9 • Il Diluvio Giuseppini
23 novembre 1997, domenica
Marciare, marciare, e marciare. Era l'unica attività che aveva riempito i giorni precedenti quella domenica. La sola nota diversa da registrare era suonata il giovedì mattina, vibrata dalla incombenza della compilazione del test psicologico. La scartoffia conclusiva. Quando ci avevano condotto nell'ufficio medico, e ci avevano fatto accomodare in un'aula, avemmo un generale déjà-vu scolastico. Il caporale preposto alla distribuzione dei questionari stampati era un giovane allampanato. Trasmetteva serenità. Aveva una presenza scenica tale da far cessare il chiacchiericcio sul nascere. Non ci disse nulla se non di compilare i test.
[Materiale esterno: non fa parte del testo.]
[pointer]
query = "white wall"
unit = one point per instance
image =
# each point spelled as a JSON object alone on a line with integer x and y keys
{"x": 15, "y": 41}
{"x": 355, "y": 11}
Test. Una parola enorme. Una sfilza di domande con risposte a scelta multipla, una più idiota dell'altra. Un esempio per tutte: vedo cose che nessuno riesce a vedere; risposte: no, sì, fantasmi. Un'altra domanda invece mi aveva implorato di polemizzare: a chi vuoi più bene, alla mamma o al papà; risposte: mamma, papà, tutt'e due. Santa banana, mi cacciai dritto in un vespaio. Scrissi una contro domanda: se quel papà, o quella mamma, o entrambi, vessano il proprio figlio, o addirittura gli provocano traumi, quel figlio, come potrebbe rispondere a questa domanda?
Al termine del test ero stato l'unico a essere chiamato a colloquio con il dottore. Me lo ero aspettato ed ero preparato. Non ero però preparato a vedermi di fronte una minuta donna, occhialuta e giovane, a impersonare la figura maschile che avevo immaginato di trovare. Era seduta composta. Profumava di ciclamino. Indossava un tailleur bordeaux, soffocato da una stretta giacchetta a vento imbottita. Una differenza notevole con noi militari tutti in mimetica chiazzata di verdaccio.
«Si sieda. Facciamo due chiacchiere veloci.»
Mi accomodai sulla sedia di plastica di fronte la scrivania, dove la sua figura minuta emergeva tra un mare di scartoffie mal impilate.
«Perché ha smesso di rispondere, signor Macrame?»
«Perché a un certo punto ho dovuto smettere.»
«Sia più completo nel rispondere,» disse mentre scuoteva la testa china sulle carte che stava forse leggendo.
«Le faccio un esempio. Io potrei affermare di vedere qualcosa che gli altri non vedono, e passerei psicologicamente inabile al servizio militare.» La dottoressa filtrò lo sguardo tra l'orlo degli occhiali e la frangia martoriata da colpi di sole tutti sbagliati. «Poniamo lei, signora dottoressa. Vedo una donna che non è soddisfatta del lavoro che svolge. Che nasconde lo sguardo sotto una cascata di capelli laccati. Che si barrica dietro una valanga di carte compilate per darsi tempo per cercare di meglio che valutare sommariamente plotoni di ragazzini.»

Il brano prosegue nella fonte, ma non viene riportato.